Yoyetta ngarabal

Scientific classification
- Kingdom: Animalia
- Phylum: Arthropoda
- Clade: Pancrustacea
- Class: Insecta
- Order: Hemiptera
- Suborder: Auchenorrhyncha
- Family: Cicadidae
- Genus: Yoyetta
- Species: Y. ngarabal
- Binomial name: Yoyetta ngarabal Popple & Emery, 2020

= Yoyetta ngarabal =

- Genus: Yoyetta
- Species: ngarabal
- Authority: Popple & Emery, 2020

Species of cicada

Yoyetta ngarabal is a species of cicada, also known as the glade firetail, in the true cicada family, Cicadettinae subfamily and Cicadettini tribe. The species is endemic to Australia. It was described in 2020 by Australian entomologists Lindsay Popple and David L. Emery.

==Etymology==
The specific epithet ngarabal honours the Ngarabal people, the traditional Aboriginal owners of the Glen Innes area where the species is found.

==Description==
The length of the forewing is 29–31 mm. Body length is 24–26 mm.

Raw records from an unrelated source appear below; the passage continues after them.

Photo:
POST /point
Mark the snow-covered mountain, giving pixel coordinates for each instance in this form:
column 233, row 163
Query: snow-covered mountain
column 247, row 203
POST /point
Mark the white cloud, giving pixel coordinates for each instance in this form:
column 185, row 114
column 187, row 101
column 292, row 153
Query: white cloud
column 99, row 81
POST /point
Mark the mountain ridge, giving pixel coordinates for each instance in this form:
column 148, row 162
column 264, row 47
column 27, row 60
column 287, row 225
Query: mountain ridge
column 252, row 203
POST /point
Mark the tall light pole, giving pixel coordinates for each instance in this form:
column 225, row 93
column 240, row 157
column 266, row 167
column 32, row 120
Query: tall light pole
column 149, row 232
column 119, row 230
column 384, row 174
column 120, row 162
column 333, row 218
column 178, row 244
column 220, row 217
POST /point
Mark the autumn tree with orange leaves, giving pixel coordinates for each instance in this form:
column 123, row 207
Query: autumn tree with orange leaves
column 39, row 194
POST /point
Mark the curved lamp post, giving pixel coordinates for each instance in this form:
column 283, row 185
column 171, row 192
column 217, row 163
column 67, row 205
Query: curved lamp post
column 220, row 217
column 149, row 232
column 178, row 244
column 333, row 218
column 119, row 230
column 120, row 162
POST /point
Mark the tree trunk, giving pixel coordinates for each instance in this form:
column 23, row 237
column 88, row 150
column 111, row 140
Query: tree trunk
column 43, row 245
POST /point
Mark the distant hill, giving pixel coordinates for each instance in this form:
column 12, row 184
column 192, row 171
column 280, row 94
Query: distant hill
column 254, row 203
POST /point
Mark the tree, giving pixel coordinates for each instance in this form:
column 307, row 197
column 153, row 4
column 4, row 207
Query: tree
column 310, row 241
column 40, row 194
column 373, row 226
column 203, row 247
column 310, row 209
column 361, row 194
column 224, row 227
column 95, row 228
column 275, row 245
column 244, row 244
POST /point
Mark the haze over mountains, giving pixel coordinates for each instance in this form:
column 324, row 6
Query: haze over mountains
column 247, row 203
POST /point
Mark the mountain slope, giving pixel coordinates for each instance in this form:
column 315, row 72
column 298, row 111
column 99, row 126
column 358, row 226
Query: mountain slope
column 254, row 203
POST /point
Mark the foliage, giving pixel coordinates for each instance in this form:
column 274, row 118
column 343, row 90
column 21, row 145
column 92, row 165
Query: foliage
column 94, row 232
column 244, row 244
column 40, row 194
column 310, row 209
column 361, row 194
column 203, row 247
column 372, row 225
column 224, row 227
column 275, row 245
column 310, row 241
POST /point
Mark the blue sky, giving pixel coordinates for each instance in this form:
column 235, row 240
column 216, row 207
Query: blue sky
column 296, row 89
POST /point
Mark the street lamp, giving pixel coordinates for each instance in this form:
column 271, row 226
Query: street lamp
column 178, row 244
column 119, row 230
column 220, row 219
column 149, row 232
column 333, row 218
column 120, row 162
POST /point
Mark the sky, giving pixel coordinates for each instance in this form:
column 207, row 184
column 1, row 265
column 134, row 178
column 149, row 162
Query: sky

==Distribution and habitat==
The species occurs in northern New South Wales, from Glen Elgin and the western slopes of the Gibraltar Range. Associated habitats include tall eucalypt forest and woodland.

==Behaviour==
Adult males may be heard in January, clinging to the upper branches of tall eucalypts, emitting ratcheting and soft ticking calls followed by sharp “zzip” sounds.